Where are the stumps in your life?  Where are the places where you’ve been cut down, where it seems like God’s promises to you have been broken?  Where have you suffered hurt?  As God restored the line of David, so He can bring a tender shoot from the stumps in your life.  You can trust God to keep His promises, because our God is “Faithful and True (Rev 19:11).”

Monday, November 29, 2010

"Plowshares and Pruning Hooks" - My Article in the Southside Messenger

Spirit & Truth # 204
“Plowshares and Pruning Hooks”
By Rev.
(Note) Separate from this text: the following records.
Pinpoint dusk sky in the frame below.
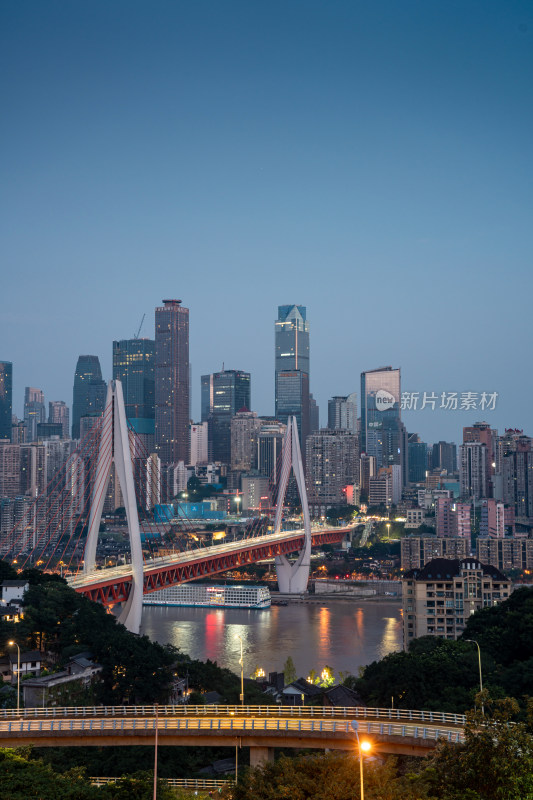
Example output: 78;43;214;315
0;0;533;442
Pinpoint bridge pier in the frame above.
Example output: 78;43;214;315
250;747;274;769
274;417;311;594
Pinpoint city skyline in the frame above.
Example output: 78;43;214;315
0;0;533;441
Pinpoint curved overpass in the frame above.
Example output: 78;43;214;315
68;525;354;605
0;706;465;766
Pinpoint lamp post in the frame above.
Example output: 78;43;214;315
464;639;485;715
235;634;244;783
8;641;20;714
235;634;244;706
351;720;372;800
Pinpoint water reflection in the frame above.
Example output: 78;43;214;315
142;601;402;675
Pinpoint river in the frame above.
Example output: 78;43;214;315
141;599;402;676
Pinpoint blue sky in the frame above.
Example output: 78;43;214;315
0;0;533;441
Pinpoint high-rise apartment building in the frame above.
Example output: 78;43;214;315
463;422;498;497
155;300;190;464
431;442;457;475
113;339;155;434
231;410;263;472
407;433;428;483
274;305;310;444
459;442;490;500
0;361;13;441
48;400;70;439
402;557;512;650
24;386;46;442
201;369;251;464
72;356;107;439
306;428;359;514
501;432;533;524
189;422;209;467
328;392;357;433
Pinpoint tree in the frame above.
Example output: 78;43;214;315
428;696;533;800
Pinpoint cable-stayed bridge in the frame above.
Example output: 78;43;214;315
4;381;351;631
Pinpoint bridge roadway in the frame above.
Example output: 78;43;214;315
0;705;465;766
68;525;354;605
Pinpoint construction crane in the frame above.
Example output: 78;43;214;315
133;314;146;339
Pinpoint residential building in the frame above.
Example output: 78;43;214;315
274;305;308;444
431;442;457;475
189;422;209;467
231;409;260;472
0;361;13;441
400;535;468;571
402;557;512;650
479;498;505;536
435;497;472;538
328;392;357;433
24;386;46;442
476;536;533;572
407;433;428;483
201;369;251;464
48;400;70;439
155;300;190;464
459;442;490;500
306;428;359;509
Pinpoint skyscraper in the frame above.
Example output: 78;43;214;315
275;305;310;450
48;400;70;439
201;369;251;464
72;356;106;439
361;367;408;485
0;361;13;441
328;392;357;433
155;300;190;464
113;339;155;434
24;386;46;442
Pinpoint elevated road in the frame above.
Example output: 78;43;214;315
0;706;464;765
68;526;353;605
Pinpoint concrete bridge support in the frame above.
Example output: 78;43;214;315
274;417;311;594
250;747;274;769
84;381;143;633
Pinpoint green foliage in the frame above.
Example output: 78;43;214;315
0;748;101;800
345;636;494;713
427;698;533;800
463;588;533;666
222;753;428;800
7;570;176;705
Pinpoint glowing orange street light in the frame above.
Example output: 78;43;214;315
350;720;372;800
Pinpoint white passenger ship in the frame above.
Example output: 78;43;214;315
143;583;271;609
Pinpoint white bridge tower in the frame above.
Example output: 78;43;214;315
84;380;143;633
274;417;311;594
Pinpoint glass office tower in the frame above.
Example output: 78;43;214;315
275;305;309;444
155;300;190;464
0;361;13;441
113;339;155;433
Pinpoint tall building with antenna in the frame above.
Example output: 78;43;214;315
155;300;190;464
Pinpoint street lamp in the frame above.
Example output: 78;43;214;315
8;642;20;714
235;634;244;706
235;633;244;783
464;639;485;715
351;720;372;800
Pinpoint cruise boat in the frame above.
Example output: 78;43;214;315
143;583;271;609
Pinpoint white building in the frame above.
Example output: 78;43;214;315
190;422;209;467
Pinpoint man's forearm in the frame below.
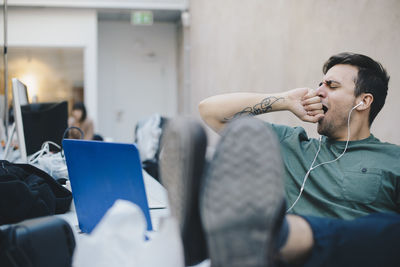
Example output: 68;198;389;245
199;93;288;132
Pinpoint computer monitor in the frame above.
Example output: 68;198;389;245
12;78;68;162
10;78;29;162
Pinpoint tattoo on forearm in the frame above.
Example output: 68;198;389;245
224;96;283;121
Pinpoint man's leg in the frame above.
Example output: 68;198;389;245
280;213;400;267
278;215;314;264
160;118;208;266
200;118;285;267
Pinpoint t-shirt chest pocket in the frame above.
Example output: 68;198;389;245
342;167;382;204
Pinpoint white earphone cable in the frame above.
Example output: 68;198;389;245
286;102;363;212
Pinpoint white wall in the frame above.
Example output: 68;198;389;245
0;8;97;129
98;21;177;142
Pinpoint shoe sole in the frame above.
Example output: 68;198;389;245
200;118;284;267
160;118;207;266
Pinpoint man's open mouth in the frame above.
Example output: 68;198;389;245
322;105;328;114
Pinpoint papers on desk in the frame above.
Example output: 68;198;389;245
73;200;184;267
143;170;168;209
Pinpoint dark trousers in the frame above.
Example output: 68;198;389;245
302;213;400;267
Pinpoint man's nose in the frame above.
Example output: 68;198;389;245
316;83;327;98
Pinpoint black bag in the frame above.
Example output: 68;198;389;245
0;160;72;225
0;216;75;267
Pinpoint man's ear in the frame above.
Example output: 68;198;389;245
357;93;374;111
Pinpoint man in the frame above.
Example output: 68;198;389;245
159;53;400;266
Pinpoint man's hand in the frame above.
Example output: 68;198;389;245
288;88;324;123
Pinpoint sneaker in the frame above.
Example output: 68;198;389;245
160;118;208;266
200;118;285;267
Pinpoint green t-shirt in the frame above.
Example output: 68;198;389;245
271;124;400;219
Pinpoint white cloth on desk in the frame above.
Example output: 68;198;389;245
73;200;184;267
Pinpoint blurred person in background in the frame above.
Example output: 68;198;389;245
68;102;95;140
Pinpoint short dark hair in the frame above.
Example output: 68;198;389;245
322;52;390;126
72;102;87;122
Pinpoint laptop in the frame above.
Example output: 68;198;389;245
63;139;153;233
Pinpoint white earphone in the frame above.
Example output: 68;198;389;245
286;101;364;212
353;101;364;109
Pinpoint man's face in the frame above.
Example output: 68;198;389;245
72;109;82;122
317;64;358;140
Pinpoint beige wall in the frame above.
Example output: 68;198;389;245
188;0;400;145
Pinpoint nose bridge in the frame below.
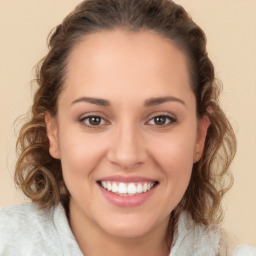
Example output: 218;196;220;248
108;119;147;169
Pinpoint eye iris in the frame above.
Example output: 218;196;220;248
154;116;166;125
89;116;101;125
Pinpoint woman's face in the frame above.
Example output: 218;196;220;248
46;30;208;238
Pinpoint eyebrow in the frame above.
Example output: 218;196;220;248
71;97;110;107
144;96;186;107
71;96;186;107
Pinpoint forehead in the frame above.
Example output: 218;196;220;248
64;29;193;105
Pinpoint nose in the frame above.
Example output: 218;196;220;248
107;122;148;170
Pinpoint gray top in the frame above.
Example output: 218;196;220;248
0;203;256;256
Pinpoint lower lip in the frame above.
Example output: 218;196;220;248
99;185;157;207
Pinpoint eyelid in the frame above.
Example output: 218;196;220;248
145;112;177;128
78;113;110;129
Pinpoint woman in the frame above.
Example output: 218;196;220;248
0;0;253;256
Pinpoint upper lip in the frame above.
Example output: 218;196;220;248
98;175;157;183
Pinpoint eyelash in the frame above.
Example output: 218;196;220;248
79;115;177;129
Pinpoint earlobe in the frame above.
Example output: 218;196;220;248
45;112;60;159
194;116;210;163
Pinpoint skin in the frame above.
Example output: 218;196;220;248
45;29;209;256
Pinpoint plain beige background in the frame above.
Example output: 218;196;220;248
0;0;256;246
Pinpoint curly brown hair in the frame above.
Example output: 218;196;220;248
15;0;236;240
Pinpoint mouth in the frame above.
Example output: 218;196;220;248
97;180;159;196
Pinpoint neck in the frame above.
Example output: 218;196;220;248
69;200;169;256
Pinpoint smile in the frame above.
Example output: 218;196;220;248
98;181;158;196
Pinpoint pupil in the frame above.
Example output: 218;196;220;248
90;116;100;125
155;116;166;125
Greg Smith

In 1959, the Russian sculptor Evgeniy Vuchetich crafted a muscular man with a hammer in his right hand, and a sword in his left.  The industrious laborer is hard at work beating his sword into a plowshare.  The Soviet Union gave this beautiful statue to the United Nations as a gesture of peace.  However, when I notice that the hammer in the sculpture is the same kind that we find in the Russian flag, I wonder whether the intended peace was a mutual coexistence or one in which the Soviet hammer beat the world into a submission much like the Pax Romana.  How ironic that in its desire to portray peace, this atheist government chose to utilize an image from the Bible, in its statue entitled “Let Us Beat Swords Into Plowshares.”
In his famous Christmas song, Longfellow writes, “And in despair I bowed my head.  'There is no peace on earth,' I said, 'for hate is strong and mocks the song of peace on earth, good will to men.'”  As we enter the season of Advent, we find a tension between the message of “peace on earth, good will to men,” and the reality of violence around the globe.  Isaiah said, “They will beat their swords into plowshares and their spears into pruning hooks. Nation will not take up sword against nation, nor will they train for war anymore (Isaiah 2:4 NIV).”  Many of us wonder, when will that day come?
Isaiah believed peace would arrive on the Day of the Lord, when the Messiah arrived and set up His kingdom.  Christians know that Jesus came the first time as a suffering servant (Isaiah 53), and that at his second advent the Lord will return as the King who brings both judgment and peace (Isaiah 11).  But do we have to wait until the return of Christ, in order to beat our swords into plowshares, and our spears into pruning hooks?
The prophet Jeremiah wrote, “Plow up the hard ground of your hearts! Do not waste your good seed among thorns (4:3 NLT).’”   Hosea said, “Plant the good seeds of righteousness, and you will harvest a crop of love. Plow up the hard ground of your hearts, for now is the time to seek the LORD, that he may come and shower righteousness upon you (10:12 NLT).”  This is something we can do today, to ready ourselves for the return of Christ.  We can let God remove our violent, hateful thoughts from us.  We can let Him plow up our hearts, to make them soft so He can plant His seeds of righteousness.
In John 15:1-2 NIV, Jesus says, “I am the true vine, and my Father is the gardener. He cuts off every branch in me that bears no fruit, while every branch that does bear fruit he prunes so that it will be even more fruitful.”  Let Jesus prune away from your heart every thought of unpeace.  Let Him use His pruning hooks in your life, trimming off all that is unfruitful.  Then the words of Longfellow will ring true:  Then pealed the bells more loud and deep: 'God is not dead, nor doth He sleep; The wrong shall fail, the right prevail with peace on earth, good will to men.'”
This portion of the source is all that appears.